Antonín Kalina, le Schindler tchèque oublié
Elie Wiesel, Imre Kertész et d’autres noms moins connus du grand public ont un point commun tragique : enfants ou adolescents, ils sont passés par le camp de concentration de Buchenwald. Ils partagent un autre point commun : un homme providentiel, Antonín Kalina, un Tchèque qui, au péril de sa vie, a réussi, au sein même du camp, à sauver des centaines d’enfants juifs. Honoré du titre de « Juste parmi les nations » en 2012 à titre posthume, Antonín Kalina est pourtant tombé dans l’oubli pendant près d’un demi-siècle.

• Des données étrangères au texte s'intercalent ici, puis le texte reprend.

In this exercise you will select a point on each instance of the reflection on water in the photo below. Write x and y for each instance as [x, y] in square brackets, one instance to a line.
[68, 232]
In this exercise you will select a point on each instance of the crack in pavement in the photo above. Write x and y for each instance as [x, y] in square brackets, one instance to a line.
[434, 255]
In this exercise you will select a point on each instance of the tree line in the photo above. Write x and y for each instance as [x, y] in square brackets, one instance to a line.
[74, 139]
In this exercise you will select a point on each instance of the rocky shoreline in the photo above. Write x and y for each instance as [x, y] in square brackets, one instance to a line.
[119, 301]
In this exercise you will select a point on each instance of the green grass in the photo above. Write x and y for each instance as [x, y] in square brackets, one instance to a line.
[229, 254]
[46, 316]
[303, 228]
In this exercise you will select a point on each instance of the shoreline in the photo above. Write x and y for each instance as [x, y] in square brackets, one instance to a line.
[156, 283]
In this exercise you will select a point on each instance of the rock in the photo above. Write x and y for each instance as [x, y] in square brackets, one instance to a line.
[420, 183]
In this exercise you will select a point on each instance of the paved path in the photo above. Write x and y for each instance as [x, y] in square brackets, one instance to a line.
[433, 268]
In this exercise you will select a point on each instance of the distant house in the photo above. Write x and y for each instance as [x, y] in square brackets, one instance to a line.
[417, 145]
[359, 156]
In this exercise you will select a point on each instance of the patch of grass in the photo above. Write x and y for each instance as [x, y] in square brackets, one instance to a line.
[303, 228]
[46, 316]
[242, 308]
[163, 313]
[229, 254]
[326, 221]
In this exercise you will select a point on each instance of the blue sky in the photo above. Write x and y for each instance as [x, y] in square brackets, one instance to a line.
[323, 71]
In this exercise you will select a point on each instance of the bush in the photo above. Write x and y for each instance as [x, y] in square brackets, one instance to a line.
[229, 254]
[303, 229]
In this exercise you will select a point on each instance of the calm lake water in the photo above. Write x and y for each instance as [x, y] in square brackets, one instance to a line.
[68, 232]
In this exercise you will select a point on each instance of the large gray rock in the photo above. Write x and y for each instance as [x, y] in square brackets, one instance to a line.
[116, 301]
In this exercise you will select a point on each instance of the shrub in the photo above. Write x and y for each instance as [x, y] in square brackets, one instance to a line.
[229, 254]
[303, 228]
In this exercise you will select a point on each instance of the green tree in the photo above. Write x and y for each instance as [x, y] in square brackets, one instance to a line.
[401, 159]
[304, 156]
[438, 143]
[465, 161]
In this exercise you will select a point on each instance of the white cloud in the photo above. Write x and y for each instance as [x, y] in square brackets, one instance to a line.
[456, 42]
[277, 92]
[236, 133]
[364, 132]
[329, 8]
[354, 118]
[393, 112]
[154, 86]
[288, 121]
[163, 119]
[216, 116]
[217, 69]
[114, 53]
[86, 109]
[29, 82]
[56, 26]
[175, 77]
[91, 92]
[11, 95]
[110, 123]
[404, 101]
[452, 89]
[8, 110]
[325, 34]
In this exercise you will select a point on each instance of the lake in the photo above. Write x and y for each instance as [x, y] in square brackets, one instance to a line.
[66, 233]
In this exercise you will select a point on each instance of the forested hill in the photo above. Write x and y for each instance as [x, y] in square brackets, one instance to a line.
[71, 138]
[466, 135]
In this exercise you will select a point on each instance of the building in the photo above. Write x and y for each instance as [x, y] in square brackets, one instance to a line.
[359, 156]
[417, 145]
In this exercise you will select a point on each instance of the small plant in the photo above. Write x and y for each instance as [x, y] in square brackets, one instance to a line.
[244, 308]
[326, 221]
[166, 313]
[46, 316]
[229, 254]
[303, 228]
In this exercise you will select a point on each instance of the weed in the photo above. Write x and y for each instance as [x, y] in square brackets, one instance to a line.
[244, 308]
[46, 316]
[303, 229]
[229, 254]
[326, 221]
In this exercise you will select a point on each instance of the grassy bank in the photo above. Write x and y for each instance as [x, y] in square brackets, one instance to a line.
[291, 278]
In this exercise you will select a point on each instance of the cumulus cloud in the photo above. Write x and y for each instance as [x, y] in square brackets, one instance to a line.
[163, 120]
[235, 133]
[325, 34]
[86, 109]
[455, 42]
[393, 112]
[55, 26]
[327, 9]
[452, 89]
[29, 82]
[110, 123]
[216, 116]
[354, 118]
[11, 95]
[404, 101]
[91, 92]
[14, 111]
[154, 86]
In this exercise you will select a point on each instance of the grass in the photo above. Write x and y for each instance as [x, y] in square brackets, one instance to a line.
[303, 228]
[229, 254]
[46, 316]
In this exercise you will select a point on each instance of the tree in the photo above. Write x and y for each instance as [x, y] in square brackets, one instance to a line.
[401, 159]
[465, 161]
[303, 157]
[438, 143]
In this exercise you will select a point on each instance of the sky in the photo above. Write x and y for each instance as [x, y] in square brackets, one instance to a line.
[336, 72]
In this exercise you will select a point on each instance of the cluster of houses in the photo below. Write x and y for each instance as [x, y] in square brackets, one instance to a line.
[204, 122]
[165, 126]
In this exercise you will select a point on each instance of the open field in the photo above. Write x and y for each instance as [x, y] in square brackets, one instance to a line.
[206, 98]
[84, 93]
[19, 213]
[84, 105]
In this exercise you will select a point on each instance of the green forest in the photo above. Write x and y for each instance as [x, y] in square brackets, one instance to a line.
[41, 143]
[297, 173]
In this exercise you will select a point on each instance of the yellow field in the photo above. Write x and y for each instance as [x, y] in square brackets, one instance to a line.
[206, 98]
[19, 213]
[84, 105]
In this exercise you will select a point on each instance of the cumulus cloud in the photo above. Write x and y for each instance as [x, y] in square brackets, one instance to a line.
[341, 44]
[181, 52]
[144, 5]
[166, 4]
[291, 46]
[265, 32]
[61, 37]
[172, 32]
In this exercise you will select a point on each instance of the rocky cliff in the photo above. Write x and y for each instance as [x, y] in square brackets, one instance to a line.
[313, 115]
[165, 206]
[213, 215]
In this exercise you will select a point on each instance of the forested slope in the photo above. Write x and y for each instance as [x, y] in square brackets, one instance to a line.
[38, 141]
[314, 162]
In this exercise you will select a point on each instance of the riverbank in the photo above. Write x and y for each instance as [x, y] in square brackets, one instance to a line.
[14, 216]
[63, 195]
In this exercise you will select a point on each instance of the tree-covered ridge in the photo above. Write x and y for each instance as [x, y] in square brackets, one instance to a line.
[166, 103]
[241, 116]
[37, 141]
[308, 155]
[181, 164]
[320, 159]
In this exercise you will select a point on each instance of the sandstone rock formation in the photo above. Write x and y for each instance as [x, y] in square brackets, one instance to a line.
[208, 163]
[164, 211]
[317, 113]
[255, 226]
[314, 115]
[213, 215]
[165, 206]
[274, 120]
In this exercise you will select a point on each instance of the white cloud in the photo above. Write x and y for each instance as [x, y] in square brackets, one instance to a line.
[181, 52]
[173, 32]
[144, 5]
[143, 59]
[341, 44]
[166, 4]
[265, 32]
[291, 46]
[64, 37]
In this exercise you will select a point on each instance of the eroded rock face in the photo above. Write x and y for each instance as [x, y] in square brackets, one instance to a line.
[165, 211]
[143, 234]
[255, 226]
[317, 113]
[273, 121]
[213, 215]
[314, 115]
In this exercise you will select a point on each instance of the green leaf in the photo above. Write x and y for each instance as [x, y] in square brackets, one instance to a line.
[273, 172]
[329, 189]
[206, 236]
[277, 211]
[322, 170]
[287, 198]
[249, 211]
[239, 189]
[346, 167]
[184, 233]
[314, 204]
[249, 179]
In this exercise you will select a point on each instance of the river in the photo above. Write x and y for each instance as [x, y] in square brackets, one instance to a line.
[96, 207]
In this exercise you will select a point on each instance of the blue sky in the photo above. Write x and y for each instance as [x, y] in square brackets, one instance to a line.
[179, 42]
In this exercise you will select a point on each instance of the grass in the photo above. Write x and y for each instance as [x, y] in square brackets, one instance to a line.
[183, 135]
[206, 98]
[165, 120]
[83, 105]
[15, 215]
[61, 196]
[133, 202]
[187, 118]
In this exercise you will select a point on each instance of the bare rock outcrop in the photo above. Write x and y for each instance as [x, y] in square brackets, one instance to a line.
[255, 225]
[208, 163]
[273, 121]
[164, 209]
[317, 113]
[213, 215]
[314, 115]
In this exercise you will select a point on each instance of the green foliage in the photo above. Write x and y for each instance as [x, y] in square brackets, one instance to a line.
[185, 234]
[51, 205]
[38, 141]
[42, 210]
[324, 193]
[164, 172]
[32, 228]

Stanislav Motl est journaliste et écrivain. C’est à lui qu’on doit la redécouverte de l’histoire d’Antonín Kalina dans son pays et sa ville d’origine, Třebíč, où une exposition rend actuellement hommage à ce citoyen exemplaire et modeste. Aîné d’une famille de douze enfants, Antonín Kalina a vu le jour le 17 février 1902 dans cette petite ville de l’ouest de la Moravie. Son père est un cordonnier réputé pour son talent, mais les conditions de vie sont modestes dans le quartier pauvre de Kočičina. Les parents et les douze enfants s’entassent dans la pièce unique de leur petite maison. Ces origines ouvrières marquent durablement la vie d’Antonín Kalina : comme son père, il s’engage très tôt au Parti communiste, une conviction politique à laquelle il restera d’ailleurs fidèle toute sa vie, même après l’invasion soviétique de 1968. C’est cet engagement qui lui vaut d’être arrêté dès le 16 mars 1939, au lendemain de l’entrée des troupes hitlériennes en Tchécoslovaquie.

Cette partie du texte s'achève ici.